When it comes to writing music for the youngest demographic, Pond and Hardy largely draw from their own experiences as children. They incorporated childhood memories such as bike riding, outdoors adventures and nature into their craft.

“We looked at ideas to connect kids to the natural world in general,” Pond said. “Our whole thing was let’s create content that is going to draw kids away from that and encourage them to get outside and play and be with their families.”

In 2012, the long-time friends received their second Juno nomination for their album Connecting the Dots. Pond and Hardy are currently in the early stages of creating a new album, which they plan to release sometime next year.

“It’s still very much in its conceptual stage,” Pond said.

According to Hardy, it can be challenging writing music for the youngest demographic.

“They (the kids) are very honest,” Hardy said. “If they don’t like it, they will tell you.”

This past April they launched their own television series titled, Sing Dance and Play with Bobs and Lolo, on Corus Entertainment’s Treehouse TV.

The Nanaimo natives grew up watching Canadian entertainers such as Raffi and wanted to bring back the human element in children’s entertainment.

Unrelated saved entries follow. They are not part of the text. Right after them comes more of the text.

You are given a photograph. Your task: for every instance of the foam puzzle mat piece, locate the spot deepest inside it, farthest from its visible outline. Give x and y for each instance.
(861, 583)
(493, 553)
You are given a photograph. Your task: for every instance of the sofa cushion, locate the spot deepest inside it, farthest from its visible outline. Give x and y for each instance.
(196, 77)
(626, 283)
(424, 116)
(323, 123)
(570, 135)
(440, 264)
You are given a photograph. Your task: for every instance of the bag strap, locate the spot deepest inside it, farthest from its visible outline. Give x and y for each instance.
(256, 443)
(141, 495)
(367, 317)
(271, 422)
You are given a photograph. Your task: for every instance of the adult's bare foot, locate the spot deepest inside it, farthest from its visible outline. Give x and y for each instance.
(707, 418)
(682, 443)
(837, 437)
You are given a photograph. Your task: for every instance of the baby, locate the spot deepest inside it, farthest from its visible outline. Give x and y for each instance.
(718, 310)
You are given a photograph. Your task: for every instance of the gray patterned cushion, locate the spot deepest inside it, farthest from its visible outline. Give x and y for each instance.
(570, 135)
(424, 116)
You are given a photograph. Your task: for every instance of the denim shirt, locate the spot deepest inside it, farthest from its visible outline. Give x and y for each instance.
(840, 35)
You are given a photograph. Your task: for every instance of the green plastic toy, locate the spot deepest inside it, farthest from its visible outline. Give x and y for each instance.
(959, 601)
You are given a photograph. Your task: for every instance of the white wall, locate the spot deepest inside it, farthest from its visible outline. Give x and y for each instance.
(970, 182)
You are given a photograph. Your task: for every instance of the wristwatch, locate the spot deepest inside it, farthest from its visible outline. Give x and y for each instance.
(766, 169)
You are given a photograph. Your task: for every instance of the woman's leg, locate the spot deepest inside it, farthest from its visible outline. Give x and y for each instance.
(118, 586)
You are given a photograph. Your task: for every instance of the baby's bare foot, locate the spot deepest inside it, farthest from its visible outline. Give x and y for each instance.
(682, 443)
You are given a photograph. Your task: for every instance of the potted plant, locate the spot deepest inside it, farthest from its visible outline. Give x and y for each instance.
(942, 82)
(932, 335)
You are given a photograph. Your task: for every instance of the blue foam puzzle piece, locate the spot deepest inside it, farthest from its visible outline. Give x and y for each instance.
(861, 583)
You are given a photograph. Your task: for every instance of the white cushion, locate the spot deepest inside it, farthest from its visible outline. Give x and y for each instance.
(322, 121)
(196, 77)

“We grew up on Raffi, Fred Penner and Sharon, Lois and Bram and all these real people and the Canadian kids music industry and that’s really missing now,” Pond said.

A decade into their career and they haven’t wavered from their original message to the kids. “It’s really just about inspiring them to care about the world around them and care about each other,” Pond said. “Our goal is to have them grow up to be caring individuals and make a difference around them.”

Concerts start at 10:30 a.m. and 1:30 p.m. Tickets $10 at Kool and Child or online at www.bobsandlolo.com.